A report from the Detroit News indicates that a Michigan judge has dismissed a lawsuit submitted by MILegalize intended to get the bulk of its petitions reinstated. The group recently submitted more than enough signatures to qualify for a spot on the ballot later this fall, but a new law clarifying the state’s 180-day window for signature collecting campaigns seems to have sabotaged the majority of the work behind the group’s proposal.
Judge Stephen Borrello with the Michigan Court of Claims said the lawsuit filed by the folks of MILegalize did not hold any weight because the state was not obligated to give any consideration to the 200,000 signatures the group collected outside of the 180-day time frame.
Pointing out a 30-year-old precedent handed down by the Michigan Supreme Court, Borello said, “The purity of elections is an important state interest that is furthered by the rebuttable presumption that signatures more than 180 days old are stale and void.”
However, the judge’s dismissal may have been a bit hasty, especially considering that the 180-day rule was not exactly unambiguous at the time the group was busy collecting signatures. It was only after the state legislature put a rush job on a bill a few months ago intended to tighten up a loophole in the signature collecting process that this situation spiraled into a major issue. In fact, before Governor Rick Snyder signed the new law back in June, the rule was never challenged.
It is for that reason that MILegalize is still refusing to lie down and politely accept defeat.

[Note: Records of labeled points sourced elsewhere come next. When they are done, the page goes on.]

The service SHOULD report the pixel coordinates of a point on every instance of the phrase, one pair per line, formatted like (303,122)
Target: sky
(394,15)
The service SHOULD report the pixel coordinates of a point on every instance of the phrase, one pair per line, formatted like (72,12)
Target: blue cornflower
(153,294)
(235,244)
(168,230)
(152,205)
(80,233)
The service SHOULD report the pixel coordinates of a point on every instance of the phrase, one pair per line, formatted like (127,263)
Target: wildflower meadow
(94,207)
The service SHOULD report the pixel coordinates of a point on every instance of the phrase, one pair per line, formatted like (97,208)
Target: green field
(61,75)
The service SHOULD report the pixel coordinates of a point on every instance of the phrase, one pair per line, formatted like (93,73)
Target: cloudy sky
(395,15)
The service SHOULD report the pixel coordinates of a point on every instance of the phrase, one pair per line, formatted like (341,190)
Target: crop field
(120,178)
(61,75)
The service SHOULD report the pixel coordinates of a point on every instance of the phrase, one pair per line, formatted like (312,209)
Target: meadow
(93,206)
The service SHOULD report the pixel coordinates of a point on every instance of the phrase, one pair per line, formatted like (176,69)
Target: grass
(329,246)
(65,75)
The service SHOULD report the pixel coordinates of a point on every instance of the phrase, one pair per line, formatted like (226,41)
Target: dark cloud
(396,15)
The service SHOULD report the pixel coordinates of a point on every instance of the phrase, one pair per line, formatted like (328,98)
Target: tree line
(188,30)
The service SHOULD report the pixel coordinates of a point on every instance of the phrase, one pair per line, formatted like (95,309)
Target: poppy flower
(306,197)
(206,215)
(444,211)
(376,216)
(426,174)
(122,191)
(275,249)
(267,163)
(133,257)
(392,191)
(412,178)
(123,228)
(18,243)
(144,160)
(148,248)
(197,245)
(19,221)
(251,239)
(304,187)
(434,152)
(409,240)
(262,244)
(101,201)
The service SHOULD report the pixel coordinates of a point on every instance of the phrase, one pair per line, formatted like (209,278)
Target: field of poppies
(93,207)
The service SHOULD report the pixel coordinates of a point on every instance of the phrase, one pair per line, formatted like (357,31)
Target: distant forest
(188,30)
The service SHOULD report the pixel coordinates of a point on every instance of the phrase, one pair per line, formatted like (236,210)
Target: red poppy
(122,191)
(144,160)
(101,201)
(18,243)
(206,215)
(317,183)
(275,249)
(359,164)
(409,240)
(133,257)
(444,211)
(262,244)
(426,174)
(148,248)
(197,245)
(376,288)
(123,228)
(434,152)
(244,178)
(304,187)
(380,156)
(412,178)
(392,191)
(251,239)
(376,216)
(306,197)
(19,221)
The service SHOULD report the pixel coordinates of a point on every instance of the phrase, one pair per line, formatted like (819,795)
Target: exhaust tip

According to the Detroit Free Press, MILegalize is planning to file an emergency appeal with the Supreme Court in a last ditch effort to keep its ballot measure alive and kicking into the November election.
But while this fight from the bottom is admirable and, by all accounts, necessary to keep a set of teeth on the neck of the state government, there does not appear to be much hope that MILegalize will successfully manage to pull it off in 2016. That’s because there is only about two more weeks left before city clerks finalize the state’s absentee ballots and get them printed before mailing them out toward the end of September.
Therefore, it seems more likely that MILegalize will retool its campaign and concentrate on getting the issue of legal marijuana in front of the voters in 2018.